Long story short, a music label and each associated artist can make money based on how many people are listening to their music on each streaming service.
Now, the payout per listen tends to be incredibly small, often a small fraction of a penny per listen. But if multiple songs are getting thousands or even millions of listens, that small payout can really add up.
Even if artists from an indie label don’t stand to make too much money from these services, this is simply a revenue and promotional stream that can’t be ignored.
Whereas labels of the past might need to pay a radio station to get air time for a new track, music streaming services today typically allow labels to post music via any number of distribution services, some of which charge a relatively small annual fee in order to post an unlimited amount of new music to all major streaming services.
Live performances can be a great way for small, independent record labels to make some money, even if only indirectly .
This is one revenue stream that tends to vary quite a bit depending on the label, the artist, and the venue in question.
In many cases, when a band books a gig at a venue, the revenue from ticket sales will end up getting split between the artist and the venue, with the venue often taking a larger cut when it comes to smaller artists.
But some small labels have deals with their signed artists that means the label itself will also get a small cut of the revenue from live shows.

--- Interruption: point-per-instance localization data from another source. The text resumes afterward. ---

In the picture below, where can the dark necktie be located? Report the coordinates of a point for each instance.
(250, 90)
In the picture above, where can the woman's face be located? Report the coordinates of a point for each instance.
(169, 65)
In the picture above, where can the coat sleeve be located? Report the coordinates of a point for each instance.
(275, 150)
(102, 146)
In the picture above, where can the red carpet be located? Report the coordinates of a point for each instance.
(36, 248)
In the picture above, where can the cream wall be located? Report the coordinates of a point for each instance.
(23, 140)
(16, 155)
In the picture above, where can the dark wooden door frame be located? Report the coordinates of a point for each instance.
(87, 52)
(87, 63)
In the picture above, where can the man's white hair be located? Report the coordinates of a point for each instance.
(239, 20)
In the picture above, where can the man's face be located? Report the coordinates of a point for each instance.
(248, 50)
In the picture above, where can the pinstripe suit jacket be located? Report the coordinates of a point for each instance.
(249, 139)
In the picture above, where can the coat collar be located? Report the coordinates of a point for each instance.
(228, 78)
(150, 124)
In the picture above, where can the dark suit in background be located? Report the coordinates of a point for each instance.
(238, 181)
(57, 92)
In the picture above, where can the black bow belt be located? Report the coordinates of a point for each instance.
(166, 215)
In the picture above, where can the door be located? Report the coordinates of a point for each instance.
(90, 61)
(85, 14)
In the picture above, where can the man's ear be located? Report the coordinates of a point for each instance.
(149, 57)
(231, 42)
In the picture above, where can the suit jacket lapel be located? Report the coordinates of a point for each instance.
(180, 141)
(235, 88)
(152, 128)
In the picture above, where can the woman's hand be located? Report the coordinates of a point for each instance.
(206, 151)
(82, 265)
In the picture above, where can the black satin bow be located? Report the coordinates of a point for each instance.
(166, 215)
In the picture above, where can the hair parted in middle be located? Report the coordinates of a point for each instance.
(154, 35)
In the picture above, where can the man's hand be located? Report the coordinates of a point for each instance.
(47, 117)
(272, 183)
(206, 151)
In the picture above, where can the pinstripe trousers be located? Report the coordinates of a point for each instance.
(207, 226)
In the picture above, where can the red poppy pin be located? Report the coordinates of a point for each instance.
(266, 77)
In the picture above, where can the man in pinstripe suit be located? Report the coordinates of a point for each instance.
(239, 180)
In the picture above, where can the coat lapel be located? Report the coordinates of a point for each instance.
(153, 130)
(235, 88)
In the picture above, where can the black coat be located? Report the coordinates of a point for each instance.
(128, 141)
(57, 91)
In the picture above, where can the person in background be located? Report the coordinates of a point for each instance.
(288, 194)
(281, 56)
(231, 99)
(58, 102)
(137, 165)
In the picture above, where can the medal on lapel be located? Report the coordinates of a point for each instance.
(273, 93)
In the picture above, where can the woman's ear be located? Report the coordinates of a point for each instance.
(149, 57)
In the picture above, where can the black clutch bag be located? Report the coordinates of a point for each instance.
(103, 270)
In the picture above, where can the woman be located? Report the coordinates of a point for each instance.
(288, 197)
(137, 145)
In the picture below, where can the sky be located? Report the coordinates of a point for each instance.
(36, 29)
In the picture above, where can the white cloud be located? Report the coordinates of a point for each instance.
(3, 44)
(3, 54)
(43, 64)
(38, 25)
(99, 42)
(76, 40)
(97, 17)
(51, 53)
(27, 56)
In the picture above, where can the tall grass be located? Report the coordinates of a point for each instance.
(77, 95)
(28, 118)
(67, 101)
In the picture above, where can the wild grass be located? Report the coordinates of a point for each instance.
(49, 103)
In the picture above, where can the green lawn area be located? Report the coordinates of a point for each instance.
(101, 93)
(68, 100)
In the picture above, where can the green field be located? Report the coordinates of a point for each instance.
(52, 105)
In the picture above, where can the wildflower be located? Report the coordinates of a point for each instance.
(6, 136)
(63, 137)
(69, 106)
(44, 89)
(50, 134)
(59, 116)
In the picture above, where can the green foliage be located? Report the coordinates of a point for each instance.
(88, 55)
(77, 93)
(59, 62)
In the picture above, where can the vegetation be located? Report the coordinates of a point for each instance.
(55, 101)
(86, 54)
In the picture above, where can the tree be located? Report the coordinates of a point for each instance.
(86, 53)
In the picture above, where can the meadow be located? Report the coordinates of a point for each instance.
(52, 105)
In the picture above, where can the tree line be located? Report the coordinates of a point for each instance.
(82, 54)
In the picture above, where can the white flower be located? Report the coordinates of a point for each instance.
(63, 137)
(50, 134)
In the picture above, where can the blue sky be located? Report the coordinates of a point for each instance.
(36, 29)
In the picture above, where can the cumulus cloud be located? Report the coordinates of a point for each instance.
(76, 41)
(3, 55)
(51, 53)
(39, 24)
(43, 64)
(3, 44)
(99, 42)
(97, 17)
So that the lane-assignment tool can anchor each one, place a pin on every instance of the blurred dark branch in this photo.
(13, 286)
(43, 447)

Again, even if that revenue for the label is relatively small, an artist might tour extensively, doing dozens of shows a year, and as a result, the label can make some significant money this way.

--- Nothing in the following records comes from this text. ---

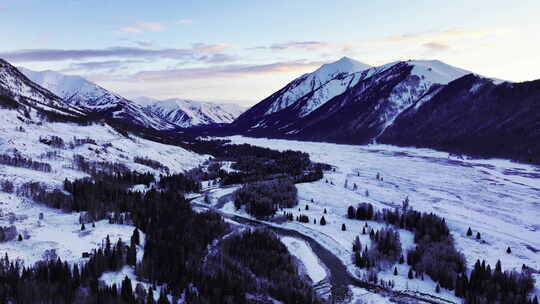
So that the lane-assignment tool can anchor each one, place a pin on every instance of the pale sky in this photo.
(243, 51)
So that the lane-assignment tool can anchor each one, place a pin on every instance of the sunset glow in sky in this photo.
(243, 51)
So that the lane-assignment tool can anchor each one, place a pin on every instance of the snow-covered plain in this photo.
(498, 198)
(303, 252)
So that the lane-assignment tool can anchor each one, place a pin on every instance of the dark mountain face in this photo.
(418, 103)
(474, 115)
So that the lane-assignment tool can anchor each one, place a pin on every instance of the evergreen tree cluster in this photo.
(240, 258)
(180, 182)
(364, 211)
(385, 249)
(487, 285)
(436, 255)
(263, 199)
(154, 164)
(54, 281)
(53, 141)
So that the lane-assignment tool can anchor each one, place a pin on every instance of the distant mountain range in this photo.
(146, 112)
(415, 103)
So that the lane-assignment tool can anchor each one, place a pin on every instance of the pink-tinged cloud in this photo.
(184, 21)
(224, 71)
(436, 46)
(140, 27)
(32, 55)
(303, 45)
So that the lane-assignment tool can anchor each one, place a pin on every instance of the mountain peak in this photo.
(343, 65)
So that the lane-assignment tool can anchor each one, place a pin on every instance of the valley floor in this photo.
(498, 198)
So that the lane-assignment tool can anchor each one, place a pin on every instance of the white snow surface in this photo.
(59, 230)
(495, 197)
(331, 74)
(301, 250)
(79, 92)
(187, 113)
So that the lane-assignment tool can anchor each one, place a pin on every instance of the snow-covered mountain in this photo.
(17, 91)
(309, 91)
(79, 92)
(188, 113)
(351, 103)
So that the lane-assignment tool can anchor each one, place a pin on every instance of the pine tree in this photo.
(351, 212)
(163, 298)
(150, 296)
(498, 267)
(127, 290)
(131, 257)
(135, 237)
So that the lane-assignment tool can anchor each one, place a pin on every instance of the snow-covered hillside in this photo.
(79, 92)
(188, 113)
(58, 230)
(14, 85)
(345, 94)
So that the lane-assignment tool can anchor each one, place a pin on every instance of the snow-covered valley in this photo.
(498, 198)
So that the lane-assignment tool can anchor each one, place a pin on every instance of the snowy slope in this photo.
(307, 92)
(354, 106)
(59, 230)
(16, 86)
(329, 74)
(187, 113)
(82, 93)
(495, 197)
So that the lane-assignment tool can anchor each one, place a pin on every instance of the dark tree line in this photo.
(256, 253)
(435, 254)
(179, 182)
(385, 247)
(487, 285)
(263, 199)
(23, 162)
(54, 281)
(154, 164)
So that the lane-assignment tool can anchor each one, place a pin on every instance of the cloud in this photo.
(436, 46)
(224, 71)
(140, 27)
(305, 45)
(211, 48)
(32, 55)
(110, 65)
(184, 21)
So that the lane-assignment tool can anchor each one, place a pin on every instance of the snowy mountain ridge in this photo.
(188, 113)
(79, 92)
(377, 95)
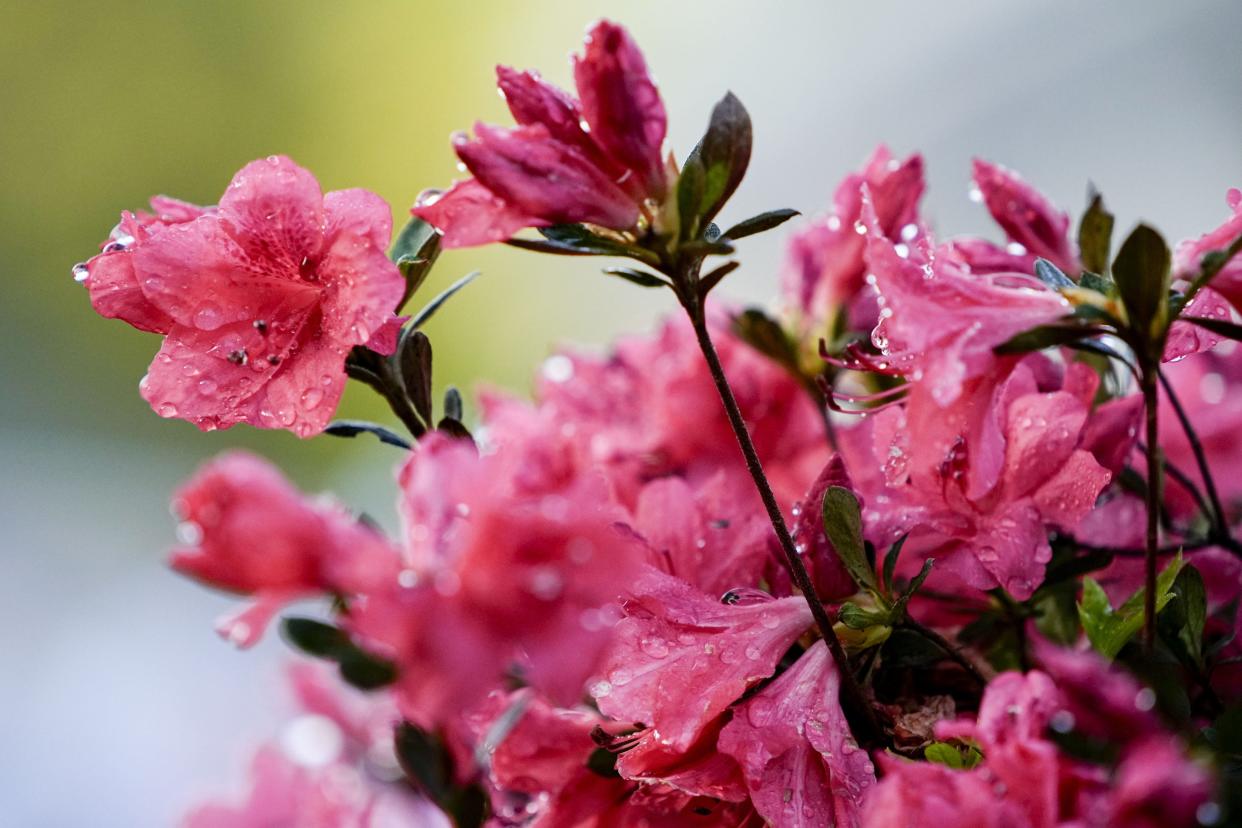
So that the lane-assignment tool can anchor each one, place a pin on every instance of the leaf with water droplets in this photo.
(414, 358)
(354, 427)
(759, 224)
(1094, 235)
(1142, 273)
(723, 153)
(842, 523)
(415, 252)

The label could also make additional money from the sale of artist merchandise at these performances, which is a great transition into our next section.
Chances are, if there’s an artist out there that you’re aware of, they almost definitely have merchandise for sale, whether it’s available at their shows or on their website or a third-party site.
Why? Well, in almost every case, the sale of merch can go a long way toward making some money for the artist and the label they belong to.
Like many of the revenue streams we’ve discussed so far, this is yet another one where there will indeed be a split between the artist/label and the company that actually manufactures the merchandise, but with merch, artists and labels can get a much larger piece of the pie.
This makes the manufacture and sale of merchandise a win-win for the artist and the label.
Let’s say an artist has a big fan. That fan probably isn’t going to donate money directly to the artist’s label, and they might not even be aware of the artist’s label at all.
Even if that same fan listens to the artist’s music on Spotify all the time, that still won’t give the artist of the label very much money, all told.
But if that fan purchases some merch at a show or online, the artist and the label get a decent payout right then and there, and even more importantly, that merch will almost definitely become its own kind of promotional material.
This is exactly why so many bands and artists try to sell t-shirts and other wearable merch. Fans will want to wear these items out in public to show their support for a certain artist, especially if they like the design of that merch.
When that fan wears the merch during the course of their daily life, there’s a good chance other people will see it, people who don’t already know the artist or the label.
This is marketing. This is promotion, albeit in a pretty simple form. Smaller artists and bands often can’t afford to take out traditional ads on billboards or online, but creating merch solves this problem.
In a way, an artist’s fans might end up doing some free advertising for them, and when the artists win, their label wins, too.
A brand buyout
Very briefly, we’ll touch on one last way that independent labels can make money, and that is to no longer be an indie label.
When an independent label gets bought out by a larger label/company, that can mean a huge one-time payout, and for some labels, this is the ultimate goal.